忍者の金庫番machiwabiの日記。金庫番という一般的には堅めな役割の割には、どんぶりで、それでいて時にナイーブな一面も見せるmachiwabiが綴る酔っ払い日記。
小春
- machiwabi
- 投稿日時
- 2005年04月09日 10:35PM
花粉症のくすりを飲むと、のどがぜいぜいします。なので、この時期はわたしはのど飴も必需品のひとつです。もはやふつうののど飴では用が立たず、かぜひきさん用の薬用のものを愛用しています。ちょっと高いけどね。

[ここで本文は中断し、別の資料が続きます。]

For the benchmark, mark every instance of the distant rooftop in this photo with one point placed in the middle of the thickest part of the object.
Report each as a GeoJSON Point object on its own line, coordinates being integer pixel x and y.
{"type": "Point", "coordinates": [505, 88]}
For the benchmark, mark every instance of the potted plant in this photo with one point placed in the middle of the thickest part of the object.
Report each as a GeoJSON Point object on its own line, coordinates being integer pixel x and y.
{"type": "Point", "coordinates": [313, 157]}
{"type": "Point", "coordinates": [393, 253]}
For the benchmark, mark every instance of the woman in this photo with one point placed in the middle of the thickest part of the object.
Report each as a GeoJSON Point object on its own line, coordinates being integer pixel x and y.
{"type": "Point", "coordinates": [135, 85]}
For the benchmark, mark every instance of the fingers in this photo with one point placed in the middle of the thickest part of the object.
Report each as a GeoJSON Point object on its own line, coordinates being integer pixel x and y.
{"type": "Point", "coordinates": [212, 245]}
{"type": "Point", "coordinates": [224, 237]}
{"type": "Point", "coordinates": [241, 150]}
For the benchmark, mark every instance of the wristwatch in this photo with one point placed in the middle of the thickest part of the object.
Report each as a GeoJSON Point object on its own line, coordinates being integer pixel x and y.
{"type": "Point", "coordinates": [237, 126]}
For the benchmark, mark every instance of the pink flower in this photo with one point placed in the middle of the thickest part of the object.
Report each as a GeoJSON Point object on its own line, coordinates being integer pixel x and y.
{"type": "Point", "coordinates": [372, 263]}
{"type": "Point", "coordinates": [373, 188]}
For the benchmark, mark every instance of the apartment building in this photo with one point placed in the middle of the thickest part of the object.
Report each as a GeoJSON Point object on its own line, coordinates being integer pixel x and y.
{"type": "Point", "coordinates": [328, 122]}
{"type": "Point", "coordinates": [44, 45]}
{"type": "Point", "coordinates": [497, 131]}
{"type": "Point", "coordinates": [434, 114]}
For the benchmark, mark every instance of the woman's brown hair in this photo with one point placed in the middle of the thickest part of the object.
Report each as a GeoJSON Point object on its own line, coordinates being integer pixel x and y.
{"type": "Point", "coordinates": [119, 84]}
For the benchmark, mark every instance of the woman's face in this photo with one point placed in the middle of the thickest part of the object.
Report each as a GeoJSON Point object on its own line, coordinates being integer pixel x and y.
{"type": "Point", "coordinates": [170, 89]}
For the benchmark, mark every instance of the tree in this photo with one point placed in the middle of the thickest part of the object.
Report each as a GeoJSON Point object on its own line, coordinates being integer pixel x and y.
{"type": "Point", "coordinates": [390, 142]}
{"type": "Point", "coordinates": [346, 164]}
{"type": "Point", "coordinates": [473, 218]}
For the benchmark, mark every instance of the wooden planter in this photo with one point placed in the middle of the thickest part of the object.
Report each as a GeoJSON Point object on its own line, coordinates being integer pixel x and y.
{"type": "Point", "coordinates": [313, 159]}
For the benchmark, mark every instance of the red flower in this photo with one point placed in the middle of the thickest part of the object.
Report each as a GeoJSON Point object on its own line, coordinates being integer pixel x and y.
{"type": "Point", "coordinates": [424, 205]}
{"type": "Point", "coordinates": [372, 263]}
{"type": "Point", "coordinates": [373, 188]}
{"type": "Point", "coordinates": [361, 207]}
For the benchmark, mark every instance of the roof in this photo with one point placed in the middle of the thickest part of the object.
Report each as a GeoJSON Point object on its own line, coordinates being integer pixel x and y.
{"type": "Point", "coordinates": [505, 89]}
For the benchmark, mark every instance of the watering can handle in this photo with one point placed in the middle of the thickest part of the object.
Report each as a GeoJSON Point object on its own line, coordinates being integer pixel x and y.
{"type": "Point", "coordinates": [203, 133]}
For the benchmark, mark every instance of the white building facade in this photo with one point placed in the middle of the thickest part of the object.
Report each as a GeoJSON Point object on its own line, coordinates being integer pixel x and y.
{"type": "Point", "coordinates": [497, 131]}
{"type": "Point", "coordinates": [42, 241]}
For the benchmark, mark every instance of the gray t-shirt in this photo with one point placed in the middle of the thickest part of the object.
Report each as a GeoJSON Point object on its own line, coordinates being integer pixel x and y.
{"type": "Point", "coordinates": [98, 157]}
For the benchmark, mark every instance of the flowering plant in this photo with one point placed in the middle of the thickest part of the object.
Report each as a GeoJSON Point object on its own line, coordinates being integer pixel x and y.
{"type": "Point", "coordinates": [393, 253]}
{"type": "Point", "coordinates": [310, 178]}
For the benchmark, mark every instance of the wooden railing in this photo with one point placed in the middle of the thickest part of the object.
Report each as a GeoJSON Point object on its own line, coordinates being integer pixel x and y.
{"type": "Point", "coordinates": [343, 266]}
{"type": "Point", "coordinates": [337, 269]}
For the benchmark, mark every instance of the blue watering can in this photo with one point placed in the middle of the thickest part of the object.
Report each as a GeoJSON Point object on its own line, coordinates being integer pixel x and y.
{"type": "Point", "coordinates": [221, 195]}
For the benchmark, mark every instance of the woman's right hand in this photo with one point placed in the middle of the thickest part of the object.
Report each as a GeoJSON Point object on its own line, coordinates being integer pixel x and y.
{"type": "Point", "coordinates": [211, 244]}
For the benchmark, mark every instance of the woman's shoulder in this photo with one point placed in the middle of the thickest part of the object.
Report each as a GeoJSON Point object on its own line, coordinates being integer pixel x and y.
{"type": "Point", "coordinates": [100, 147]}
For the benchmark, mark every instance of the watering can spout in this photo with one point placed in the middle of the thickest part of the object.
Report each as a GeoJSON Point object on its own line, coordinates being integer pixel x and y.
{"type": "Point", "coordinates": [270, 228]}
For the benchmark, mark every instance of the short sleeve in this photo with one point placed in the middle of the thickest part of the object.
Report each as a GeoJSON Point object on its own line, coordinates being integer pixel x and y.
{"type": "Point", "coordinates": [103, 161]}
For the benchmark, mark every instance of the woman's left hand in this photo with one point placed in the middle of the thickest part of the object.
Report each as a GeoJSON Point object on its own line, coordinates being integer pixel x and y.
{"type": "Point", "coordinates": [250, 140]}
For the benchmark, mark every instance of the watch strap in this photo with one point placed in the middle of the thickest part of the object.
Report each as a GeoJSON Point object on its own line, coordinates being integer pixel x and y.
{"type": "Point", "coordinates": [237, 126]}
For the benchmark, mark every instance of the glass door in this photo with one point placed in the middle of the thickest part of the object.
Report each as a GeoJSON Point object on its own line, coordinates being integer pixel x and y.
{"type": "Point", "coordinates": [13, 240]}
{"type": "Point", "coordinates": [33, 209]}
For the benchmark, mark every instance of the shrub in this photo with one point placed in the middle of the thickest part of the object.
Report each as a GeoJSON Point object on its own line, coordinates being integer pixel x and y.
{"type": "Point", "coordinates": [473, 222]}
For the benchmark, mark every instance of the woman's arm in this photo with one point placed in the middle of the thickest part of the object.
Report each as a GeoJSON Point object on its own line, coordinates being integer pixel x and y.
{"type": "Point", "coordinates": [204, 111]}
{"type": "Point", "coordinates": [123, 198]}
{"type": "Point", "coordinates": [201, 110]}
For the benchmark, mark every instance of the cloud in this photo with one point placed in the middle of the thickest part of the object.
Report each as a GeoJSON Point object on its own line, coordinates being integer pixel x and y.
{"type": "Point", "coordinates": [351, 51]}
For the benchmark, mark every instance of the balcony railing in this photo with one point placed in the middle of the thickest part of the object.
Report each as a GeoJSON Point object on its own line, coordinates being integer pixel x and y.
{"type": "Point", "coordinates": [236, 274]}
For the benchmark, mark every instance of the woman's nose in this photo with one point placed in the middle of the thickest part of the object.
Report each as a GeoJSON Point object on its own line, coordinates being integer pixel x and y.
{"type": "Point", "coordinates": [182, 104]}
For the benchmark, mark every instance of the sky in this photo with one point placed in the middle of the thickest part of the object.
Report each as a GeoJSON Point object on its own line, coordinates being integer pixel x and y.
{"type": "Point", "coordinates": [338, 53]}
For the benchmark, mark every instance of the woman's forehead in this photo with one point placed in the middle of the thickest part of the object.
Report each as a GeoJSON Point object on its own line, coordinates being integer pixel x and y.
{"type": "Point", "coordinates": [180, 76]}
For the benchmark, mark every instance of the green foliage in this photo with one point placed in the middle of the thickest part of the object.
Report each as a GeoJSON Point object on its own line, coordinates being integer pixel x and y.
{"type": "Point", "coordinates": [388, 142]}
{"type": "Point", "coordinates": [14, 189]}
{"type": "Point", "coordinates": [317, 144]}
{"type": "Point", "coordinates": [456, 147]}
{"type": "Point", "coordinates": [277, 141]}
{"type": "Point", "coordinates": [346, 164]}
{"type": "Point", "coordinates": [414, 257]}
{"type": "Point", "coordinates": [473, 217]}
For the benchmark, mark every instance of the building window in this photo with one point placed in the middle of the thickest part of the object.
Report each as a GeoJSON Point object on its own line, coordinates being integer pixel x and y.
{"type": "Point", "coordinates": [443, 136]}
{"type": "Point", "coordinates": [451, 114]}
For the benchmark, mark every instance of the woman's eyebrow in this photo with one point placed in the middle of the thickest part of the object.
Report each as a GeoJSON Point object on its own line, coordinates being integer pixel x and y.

職場で話題にあがった、花粉症の特効薬。春直前、症状が出る前にその注射を一本打つだけで、まったくへっちゃらなのだそう。1本1万円。高い。しかし、この苦しみと引き換えならば安いもんだと思う人は、現代人には多いに違いない。花々が咲き誇る草原をかけめぐるのも夢じゃなくなるし、桜の木の下でお弁当びらきするにも、強烈なくすりのんでるから味がさっぱりわからん、なんてことにはならなくなるしね。
そう、今日は土曜日だけど仕事でした。
天気も良かったので、お昼は外で食べました。職場のとなりにある公園の、梅の木の下で食べました。がんばれー、ふんばれー、自分に、自分の鼻に言い聞かせながらなんとか食べ終えて、すこし鼻たらしながら梅を観賞しました。
春はいいなあ。
来年こそは、うわさの特効薬を一本ずとんと打ち込んでもらって、快適な春をすごすぞ。
が、しかし。
特効薬というのは、実にうさんくさいですよね。危険なかおりがする。
黒沢清監督の「大いなる幻影」を思い出します。黒沢監督、唯一の恋愛映画(たぶん)、大好きな映画です。公開当時はまだ花粉症が社会現象にまでなっていなくて、実際わたしも花粉症ではありませんでした。主演の武田真治と唯野未歩子が、その世の中(たしか2010年とか想定だったような)で蔓延している強烈な花粉症(映画の中では目に見えて、視界が白くかすむほど花粉が飛んでいる)の新薬を試すというエピソードがあって、その新薬は確かにすごく効くのだけど、服用していると生殖機能が失われる恐れがあるという、結構危険な薬なのでした。それを、さほど迷いも見せず使用するふたり。そんなリスクを背負ってまで楽になりたいだなんて、その時は近未来の作り話程度に「ありえない」と思って観ていましたが、現在2005年において、それはもはや現実ととても近い状態でありえることのような気がします。
実際、結婚しない人も子供を生まない人も増えているし、別に生殖機能がなくなっても平気、むしろ性欲とか邪魔だからなくしたい、そんな人が、結構いる気がします。それと引きかえに花粉症から解放されるならば安いもんだ、そう思える人がいるかもしれないです。
わたしはー、わたしは。
たとえば結局、結婚も出産もしないかもしれないけど、人間という生き物として持っている機能は、自ら進んで失いたくはないなあ。花粉症とはそれでも戦い続けてもしょうがないです。
スギ花粉がおわると、今度はわたしはブタクサという雑草の花粉にまで反応してしまうので、これからまだまだ戦いは続きます。
忍者上映会で鼻たらしてたらごめんね。